Free Cash Flow Reconciliation

  Three Months Ended September 30,   Nine Months Ended September 30,
  2017   2016   2017   2016
Net cash provided by operating activities (a) $ 96.5     $ 142.6     $ 228.6     $ 269.2  
Less: Capital expenditures (20.2 )   (15.9 )   (53.2 )   (45.8 )
Free cash flow (3) $ 76.3     $ 126.7     $ 175.4     $ 223.4  

(a) Comparable period has been recast to reflect the adoption of  the new accounting pronouncement for share-based payment (ASU 2016-09) as of January 1, 2017.


HUBBELL INCORPORATED
Footnotes

(1)  In order to provide a comparison that we believe provides investors with useful information regarding our underlying performance from period to period and to allow investors to assess the impact of restructuring activities and business transformation initiatives on our results of operations, the Company refers to adjusted operating income and adjusted operating margin, each of which excludes restructuring and related costs.  The Company also refers to adjusted net income, adjusted net income available to common shareholders, and adjusted earnings per diluted share, each of which exclude restructuring and related costs as well as the loss on early extinguishment of long-term debt recognized in the third quarter of 2017 from the redemption of all of our $300 million of long-term notes that were scheduled to mature in 2018. Management uses these non-GAAP measures when assessing the performance of the business.

Restructuring costs support our cost reduction efforts involving the consolidation of manufacturing and distribution facilities, workforce reductions and the sale or exit of business units we determine to be non-strategic and is a GAAP measure. Restructuring costs may include severance and employee benefits, asset impairments, as well as facility closure, contract termination and certain pension costs that are directly related to restructuring actions. Restructuring-related costs are costs associated with our business transformation initiatives, including the consolidation of back-office functions and streamlining our processes, and certain other costs and gains associated with restructuring actions. We refer to these costs on a combined basis as "restructuring and related costs", which is a non-GAAP measure.
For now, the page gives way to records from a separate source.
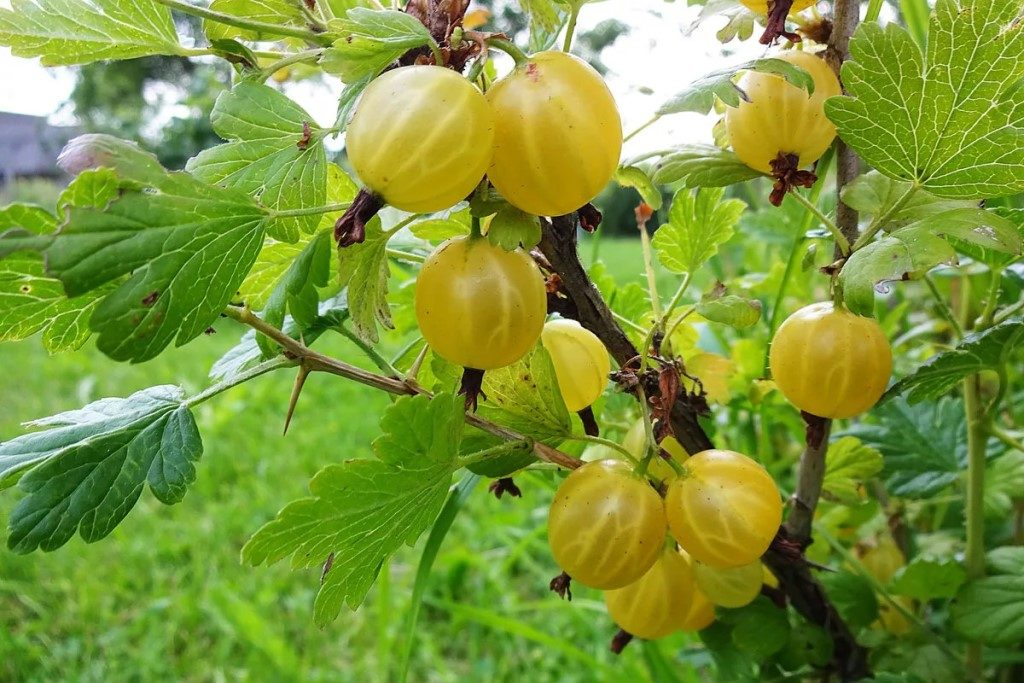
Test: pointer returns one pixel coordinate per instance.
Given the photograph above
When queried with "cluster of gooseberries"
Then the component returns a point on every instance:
(666, 539)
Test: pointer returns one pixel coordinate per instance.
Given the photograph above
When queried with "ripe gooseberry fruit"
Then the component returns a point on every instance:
(557, 134)
(657, 603)
(761, 6)
(606, 525)
(779, 118)
(421, 137)
(734, 587)
(478, 305)
(581, 361)
(830, 363)
(725, 510)
(636, 442)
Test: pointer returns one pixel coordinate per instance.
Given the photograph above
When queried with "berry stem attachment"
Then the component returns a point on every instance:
(509, 48)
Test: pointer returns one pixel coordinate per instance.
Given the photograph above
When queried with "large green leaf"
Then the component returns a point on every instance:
(924, 445)
(71, 32)
(699, 96)
(275, 155)
(905, 254)
(185, 246)
(282, 12)
(363, 511)
(978, 351)
(698, 223)
(701, 166)
(849, 464)
(372, 39)
(953, 121)
(87, 469)
(30, 300)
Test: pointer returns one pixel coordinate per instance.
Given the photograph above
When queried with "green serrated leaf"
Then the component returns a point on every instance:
(905, 254)
(60, 32)
(282, 12)
(701, 166)
(698, 223)
(636, 177)
(736, 311)
(185, 246)
(86, 471)
(913, 119)
(978, 351)
(924, 445)
(699, 96)
(848, 465)
(274, 154)
(372, 39)
(511, 227)
(31, 301)
(524, 396)
(363, 511)
(928, 580)
(853, 597)
(364, 269)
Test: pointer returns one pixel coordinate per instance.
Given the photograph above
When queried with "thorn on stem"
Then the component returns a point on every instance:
(562, 585)
(504, 485)
(589, 422)
(620, 641)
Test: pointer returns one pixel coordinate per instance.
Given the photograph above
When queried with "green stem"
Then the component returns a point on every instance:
(644, 126)
(290, 59)
(879, 222)
(991, 299)
(372, 353)
(404, 256)
(977, 435)
(944, 308)
(841, 241)
(249, 25)
(606, 442)
(509, 48)
(495, 452)
(859, 568)
(241, 378)
(309, 211)
(570, 28)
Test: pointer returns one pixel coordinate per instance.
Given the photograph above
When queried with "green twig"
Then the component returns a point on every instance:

Each of the adjusted operating measures are non-GAAP measures. Reconciliations of each of these adjusted operating measures to the most directly comparable GAAP measure can be found in the tables within this press release.

(2) Net debt to total capital is a non-GAAP measure and we believe is a useful measure for evaluating the Company's financial leverage and the ability to meet its funding needs.

(3) Free cash flow is a non-GAAP measure that we believe provides useful information regarding the Company's ability to generate cash without reliance on external financing. In addition, management uses free cash flow to evaluate the resources available for investments in the business, strategic acquisitions and further strengthening the balance sheet.